Social development stands at a turning point in 2025 with technological change, demographic shifts, and evolving labour markets redefining how the way social policy operates. UN DESA’s “World Economic Situation and Prospects” briefing highlights the relationship between digitalization and women’s work, offering an insight to inclusion, decent work, and gender equality.

Global investment in information and communications technology (ICT) has surged, with the sector exceeding 12% of capital formation in developed economies and valued at US $5.5 trillion in 2024. From a social-development perspective, digitalization offers new opportunities for empowerment and economic inclusion, particularly for marginalized groups. Yet, access to technology, digital skills, and platform-work infrastructure now determine who benefits or is left behind.

Gender remains a central concern. Digitalization can expand women’s participation through remote work, flexible employment, and online entrepreneurship. Closing the gender digital divide could raise global GDP by US $1.5 trillion and lift 30 million women and girls out of poverty by 2030. However, women remain underrepresented in ICT jobs, and in developing regions they are far less likely to own or use mobile internet. Moreover, automation and generative AI threaten jobs disproportionately held by women.

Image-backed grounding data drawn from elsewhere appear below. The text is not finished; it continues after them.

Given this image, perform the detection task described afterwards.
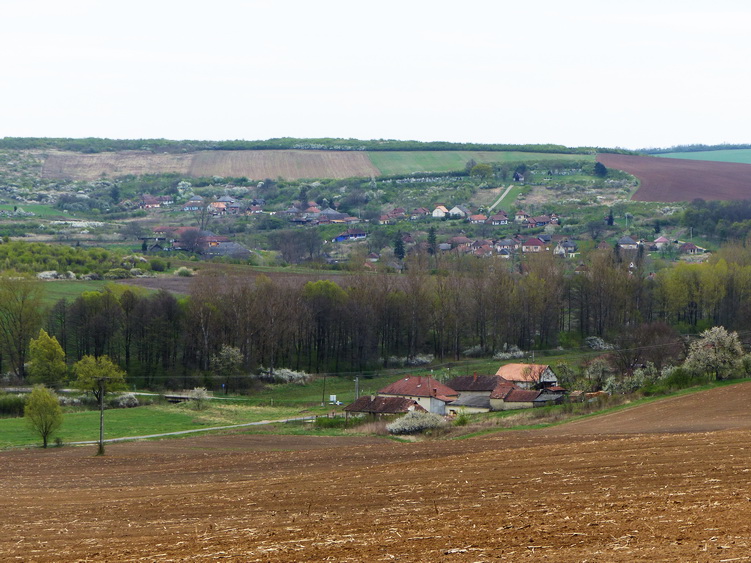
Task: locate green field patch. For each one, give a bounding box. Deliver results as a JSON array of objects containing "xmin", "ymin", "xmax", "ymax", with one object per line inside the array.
[
  {"xmin": 0, "ymin": 204, "xmax": 68, "ymax": 217},
  {"xmin": 368, "ymin": 151, "xmax": 593, "ymax": 175},
  {"xmin": 657, "ymin": 149, "xmax": 751, "ymax": 164},
  {"xmin": 0, "ymin": 402, "xmax": 307, "ymax": 448}
]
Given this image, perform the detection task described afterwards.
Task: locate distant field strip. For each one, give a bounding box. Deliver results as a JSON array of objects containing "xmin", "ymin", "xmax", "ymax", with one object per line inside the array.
[
  {"xmin": 39, "ymin": 149, "xmax": 592, "ymax": 181},
  {"xmin": 367, "ymin": 151, "xmax": 593, "ymax": 175},
  {"xmin": 41, "ymin": 151, "xmax": 193, "ymax": 180},
  {"xmin": 189, "ymin": 150, "xmax": 380, "ymax": 179},
  {"xmin": 658, "ymin": 149, "xmax": 751, "ymax": 164}
]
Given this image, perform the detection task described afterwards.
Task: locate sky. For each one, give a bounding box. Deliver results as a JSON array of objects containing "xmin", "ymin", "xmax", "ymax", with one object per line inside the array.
[{"xmin": 2, "ymin": 0, "xmax": 750, "ymax": 150}]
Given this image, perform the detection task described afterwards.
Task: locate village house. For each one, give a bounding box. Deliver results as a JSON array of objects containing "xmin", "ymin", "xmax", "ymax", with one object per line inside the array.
[
  {"xmin": 495, "ymin": 363, "xmax": 559, "ymax": 390},
  {"xmin": 432, "ymin": 205, "xmax": 449, "ymax": 218},
  {"xmin": 617, "ymin": 236, "xmax": 639, "ymax": 250},
  {"xmin": 469, "ymin": 214, "xmax": 488, "ymax": 224},
  {"xmin": 553, "ymin": 240, "xmax": 578, "ymax": 258},
  {"xmin": 521, "ymin": 237, "xmax": 546, "ymax": 253},
  {"xmin": 652, "ymin": 236, "xmax": 671, "ymax": 250},
  {"xmin": 449, "ymin": 205, "xmax": 471, "ymax": 219},
  {"xmin": 344, "ymin": 396, "xmax": 426, "ymax": 419},
  {"xmin": 680, "ymin": 242, "xmax": 702, "ymax": 255},
  {"xmin": 487, "ymin": 212, "xmax": 509, "ymax": 226},
  {"xmin": 515, "ymin": 211, "xmax": 530, "ymax": 223},
  {"xmin": 377, "ymin": 376, "xmax": 458, "ymax": 415},
  {"xmin": 333, "ymin": 228, "xmax": 367, "ymax": 242}
]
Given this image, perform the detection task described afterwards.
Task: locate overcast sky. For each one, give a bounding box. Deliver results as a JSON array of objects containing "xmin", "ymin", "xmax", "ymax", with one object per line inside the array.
[{"xmin": 2, "ymin": 0, "xmax": 749, "ymax": 150}]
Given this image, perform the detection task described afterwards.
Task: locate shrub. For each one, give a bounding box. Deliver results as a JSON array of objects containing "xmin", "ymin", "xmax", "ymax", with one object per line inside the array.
[
  {"xmin": 175, "ymin": 266, "xmax": 194, "ymax": 277},
  {"xmin": 116, "ymin": 393, "xmax": 139, "ymax": 408},
  {"xmin": 493, "ymin": 344, "xmax": 525, "ymax": 361},
  {"xmin": 255, "ymin": 367, "xmax": 311, "ymax": 385},
  {"xmin": 189, "ymin": 387, "xmax": 210, "ymax": 410},
  {"xmin": 385, "ymin": 354, "xmax": 434, "ymax": 368},
  {"xmin": 0, "ymin": 393, "xmax": 26, "ymax": 418},
  {"xmin": 314, "ymin": 416, "xmax": 348, "ymax": 429},
  {"xmin": 149, "ymin": 258, "xmax": 167, "ymax": 272},
  {"xmin": 386, "ymin": 411, "xmax": 446, "ymax": 435},
  {"xmin": 104, "ymin": 268, "xmax": 132, "ymax": 279},
  {"xmin": 584, "ymin": 336, "xmax": 614, "ymax": 351},
  {"xmin": 453, "ymin": 411, "xmax": 471, "ymax": 426}
]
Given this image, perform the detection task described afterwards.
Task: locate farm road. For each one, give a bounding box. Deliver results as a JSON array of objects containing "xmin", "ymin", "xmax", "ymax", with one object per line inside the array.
[
  {"xmin": 67, "ymin": 415, "xmax": 316, "ymax": 446},
  {"xmin": 487, "ymin": 184, "xmax": 514, "ymax": 212}
]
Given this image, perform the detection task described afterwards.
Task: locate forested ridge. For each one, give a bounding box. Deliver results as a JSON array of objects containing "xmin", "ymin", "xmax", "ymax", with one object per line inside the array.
[{"xmin": 0, "ymin": 136, "xmax": 636, "ymax": 155}]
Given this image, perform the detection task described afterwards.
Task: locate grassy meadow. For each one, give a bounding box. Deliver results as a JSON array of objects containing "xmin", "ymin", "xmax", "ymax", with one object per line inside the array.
[
  {"xmin": 0, "ymin": 402, "xmax": 309, "ymax": 449},
  {"xmin": 657, "ymin": 149, "xmax": 751, "ymax": 164},
  {"xmin": 368, "ymin": 151, "xmax": 594, "ymax": 175}
]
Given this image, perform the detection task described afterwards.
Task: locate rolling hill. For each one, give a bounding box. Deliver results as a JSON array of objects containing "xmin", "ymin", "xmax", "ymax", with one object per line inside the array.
[{"xmin": 37, "ymin": 149, "xmax": 594, "ymax": 181}]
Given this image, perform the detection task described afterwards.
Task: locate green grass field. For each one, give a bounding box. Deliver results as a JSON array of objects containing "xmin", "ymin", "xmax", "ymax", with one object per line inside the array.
[
  {"xmin": 0, "ymin": 204, "xmax": 68, "ymax": 217},
  {"xmin": 38, "ymin": 280, "xmax": 153, "ymax": 306},
  {"xmin": 0, "ymin": 402, "xmax": 307, "ymax": 449},
  {"xmin": 657, "ymin": 149, "xmax": 751, "ymax": 164},
  {"xmin": 368, "ymin": 151, "xmax": 594, "ymax": 175}
]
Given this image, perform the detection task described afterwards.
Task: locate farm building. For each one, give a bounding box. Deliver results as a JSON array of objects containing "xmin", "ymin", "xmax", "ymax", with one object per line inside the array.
[
  {"xmin": 343, "ymin": 396, "xmax": 426, "ymax": 418},
  {"xmin": 494, "ymin": 363, "xmax": 558, "ymax": 389},
  {"xmin": 377, "ymin": 376, "xmax": 458, "ymax": 415}
]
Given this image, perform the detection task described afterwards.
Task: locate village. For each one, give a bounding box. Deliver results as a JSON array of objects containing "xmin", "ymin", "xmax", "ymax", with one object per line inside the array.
[{"xmin": 344, "ymin": 363, "xmax": 570, "ymax": 419}]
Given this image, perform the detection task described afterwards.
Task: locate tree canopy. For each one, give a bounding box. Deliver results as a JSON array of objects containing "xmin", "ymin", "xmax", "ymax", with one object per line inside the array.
[
  {"xmin": 24, "ymin": 385, "xmax": 63, "ymax": 448},
  {"xmin": 28, "ymin": 329, "xmax": 67, "ymax": 388}
]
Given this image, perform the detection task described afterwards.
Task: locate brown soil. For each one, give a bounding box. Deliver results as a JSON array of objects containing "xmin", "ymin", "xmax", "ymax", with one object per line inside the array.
[
  {"xmin": 597, "ymin": 153, "xmax": 751, "ymax": 202},
  {"xmin": 40, "ymin": 150, "xmax": 380, "ymax": 181},
  {"xmin": 3, "ymin": 383, "xmax": 751, "ymax": 561}
]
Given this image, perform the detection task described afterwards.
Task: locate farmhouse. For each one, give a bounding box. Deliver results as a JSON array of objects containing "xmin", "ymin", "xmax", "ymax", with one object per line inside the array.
[
  {"xmin": 333, "ymin": 229, "xmax": 367, "ymax": 242},
  {"xmin": 344, "ymin": 396, "xmax": 426, "ymax": 418},
  {"xmin": 494, "ymin": 363, "xmax": 558, "ymax": 389},
  {"xmin": 432, "ymin": 205, "xmax": 449, "ymax": 218},
  {"xmin": 377, "ymin": 376, "xmax": 458, "ymax": 415}
]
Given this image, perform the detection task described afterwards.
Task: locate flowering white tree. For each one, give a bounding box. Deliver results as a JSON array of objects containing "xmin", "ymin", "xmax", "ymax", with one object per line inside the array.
[{"xmin": 684, "ymin": 326, "xmax": 743, "ymax": 380}]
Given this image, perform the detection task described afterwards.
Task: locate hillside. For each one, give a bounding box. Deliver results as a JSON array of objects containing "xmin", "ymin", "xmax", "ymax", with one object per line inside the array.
[
  {"xmin": 35, "ymin": 148, "xmax": 594, "ymax": 181},
  {"xmin": 597, "ymin": 153, "xmax": 751, "ymax": 202}
]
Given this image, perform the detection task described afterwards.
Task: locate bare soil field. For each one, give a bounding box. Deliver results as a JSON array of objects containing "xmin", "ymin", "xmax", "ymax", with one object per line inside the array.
[
  {"xmin": 3, "ymin": 383, "xmax": 751, "ymax": 561},
  {"xmin": 597, "ymin": 153, "xmax": 751, "ymax": 202},
  {"xmin": 39, "ymin": 150, "xmax": 380, "ymax": 181},
  {"xmin": 41, "ymin": 151, "xmax": 194, "ymax": 181},
  {"xmin": 189, "ymin": 150, "xmax": 380, "ymax": 180}
]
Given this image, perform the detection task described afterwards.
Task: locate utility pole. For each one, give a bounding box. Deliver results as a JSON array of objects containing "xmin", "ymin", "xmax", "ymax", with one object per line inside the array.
[
  {"xmin": 354, "ymin": 376, "xmax": 360, "ymax": 400},
  {"xmin": 97, "ymin": 377, "xmax": 106, "ymax": 456}
]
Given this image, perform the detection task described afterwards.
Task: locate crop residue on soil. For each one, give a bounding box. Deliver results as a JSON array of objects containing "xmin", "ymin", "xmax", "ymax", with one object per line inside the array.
[{"xmin": 3, "ymin": 383, "xmax": 751, "ymax": 561}]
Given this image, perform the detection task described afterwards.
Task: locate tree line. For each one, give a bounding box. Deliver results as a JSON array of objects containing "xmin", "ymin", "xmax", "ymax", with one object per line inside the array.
[
  {"xmin": 3, "ymin": 244, "xmax": 751, "ymax": 391},
  {"xmin": 0, "ymin": 136, "xmax": 636, "ymax": 155}
]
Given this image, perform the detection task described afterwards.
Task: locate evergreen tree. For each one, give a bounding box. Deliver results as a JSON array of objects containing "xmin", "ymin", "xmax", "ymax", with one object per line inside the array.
[{"xmin": 394, "ymin": 233, "xmax": 405, "ymax": 260}]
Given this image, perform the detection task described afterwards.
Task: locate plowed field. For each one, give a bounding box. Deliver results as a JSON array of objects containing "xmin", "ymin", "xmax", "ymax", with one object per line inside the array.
[
  {"xmin": 597, "ymin": 153, "xmax": 751, "ymax": 202},
  {"xmin": 3, "ymin": 383, "xmax": 751, "ymax": 561},
  {"xmin": 40, "ymin": 150, "xmax": 380, "ymax": 181}
]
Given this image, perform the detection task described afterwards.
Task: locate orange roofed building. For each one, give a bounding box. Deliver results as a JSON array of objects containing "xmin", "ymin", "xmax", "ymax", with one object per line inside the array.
[
  {"xmin": 377, "ymin": 376, "xmax": 458, "ymax": 415},
  {"xmin": 494, "ymin": 363, "xmax": 558, "ymax": 390}
]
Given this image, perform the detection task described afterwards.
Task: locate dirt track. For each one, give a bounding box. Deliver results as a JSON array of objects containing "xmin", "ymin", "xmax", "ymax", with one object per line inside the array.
[{"xmin": 3, "ymin": 384, "xmax": 751, "ymax": 561}]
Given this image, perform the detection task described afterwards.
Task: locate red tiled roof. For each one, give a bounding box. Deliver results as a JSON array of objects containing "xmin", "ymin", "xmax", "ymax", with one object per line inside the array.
[
  {"xmin": 495, "ymin": 363, "xmax": 550, "ymax": 383},
  {"xmin": 378, "ymin": 376, "xmax": 458, "ymax": 398},
  {"xmin": 344, "ymin": 396, "xmax": 426, "ymax": 414}
]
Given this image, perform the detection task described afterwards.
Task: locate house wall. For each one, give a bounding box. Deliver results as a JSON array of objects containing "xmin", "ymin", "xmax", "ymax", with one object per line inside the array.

Digital inclusion must therefore go beyond connectivity and ensure meaningful participation, representation, and protection. In least developed countries, over 90% of women work informally, often without social security or stable contracts. While digital tools open new income avenues, they also blur work–life boundaries and risk reinforcing care burdens.

UN DESA calls for action across six fronts:

  • Expand affordable internet access and infrastructure.
  • Invest in digital literacy and STEM education for women and girls.
  • Promote women’s leadership in tech sectors and AI governance.
  • Support women entrepreneurs through finance and market access.
  • Adapt labour protections and social safety nets to digital and platform work.
  • Ensure diverse participation in technology design to prevent algorithmic bias.

For social-development practitioners and Geneva-based organizations such as UNHCR, this agenda links directly to inclusion, resilience, and peace. Digital transformation must now be viewed as integral to social policy, connecting education, employment, gender equality, and protection systems.

Ultimately, the October 2025 briefing underscores that digitalization is a social phenomenon. Harnessing its potential for women and marginalized workers, while addressing new inequalities, will be central to building inclusive, equitable, and sustainable societies.